The most heavily polluting vehicles must pay £200 a day to enter Greater London's Low Emission Zone (LEZ).
Foreign operators owe £6.2m while British vehicles owe £3.4m since 2008, Commercial Motor magazine has found.
Transport for London (TfL), which introduced the fee in 2008, said recovering money from foreign operators could be "problematic".
Large vehicles which do not meet the Euro III standard for particulate emissions are required to pay a daily charge of £200 and failure to pay the tariff will land them with a £1,000 fine, TfL said.
Between January and July this year TfL issued 2,700 penalty charge notices (PCN) to foreign operators, worth £2.7m, of which about £2m has not been paid, a Freedom of Information request made by the magazine revealed.
Vehicles registered in the UK were served 2,504 PCNs this year, amounting to £2.5m, of which £971,000 remains unpaid.
TfL figures show that in 2008 foreign vehicles were fined £1.15m, of which £193,000 was unpaid, and in 2009 unpaid fines stood at £1.72m, rising to £2.39m last year.
UK vehicles had PCNs worth £7.26m in 2008, of which £44,000 was not paid, and in 2009 outstanding fines stood at £1.6m, falling to £793,000 in 2010.

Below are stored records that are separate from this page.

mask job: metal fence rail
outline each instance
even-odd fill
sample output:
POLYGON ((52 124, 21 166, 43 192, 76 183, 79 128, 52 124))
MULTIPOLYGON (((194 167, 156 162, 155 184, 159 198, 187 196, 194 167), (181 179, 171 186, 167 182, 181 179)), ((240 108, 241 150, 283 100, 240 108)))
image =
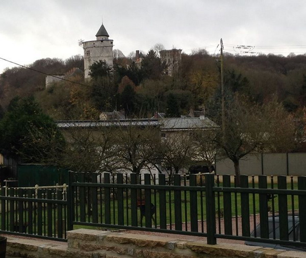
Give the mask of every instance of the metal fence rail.
POLYGON ((53 240, 66 239, 65 191, 3 187, 0 200, 1 232, 53 240))
POLYGON ((306 177, 98 176, 70 172, 67 192, 2 188, 1 231, 64 240, 92 226, 306 247, 306 177))
POLYGON ((215 181, 213 175, 191 175, 188 182, 175 175, 171 185, 163 175, 153 180, 146 175, 141 185, 135 174, 125 178, 109 174, 103 183, 94 174, 70 176, 71 227, 92 225, 201 236, 212 244, 227 238, 306 246, 305 177, 299 177, 297 185, 292 178, 288 187, 285 176, 260 176, 256 184, 254 177, 249 183, 248 176, 242 176, 239 185, 228 175, 215 181))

Paul Cowperthwaite, head of contracted services for traffic enforcement at TfL, said: "Recovering unpaid penalties incurred by vehicles registered in some countries can be problematic and is a well-known UK-wide problem.
"TfL has arrangements in place with a Europe-wide debt recovery agency for the service of Penalty Charge Notices to recover penalties incurred by non-UK registered vehicles."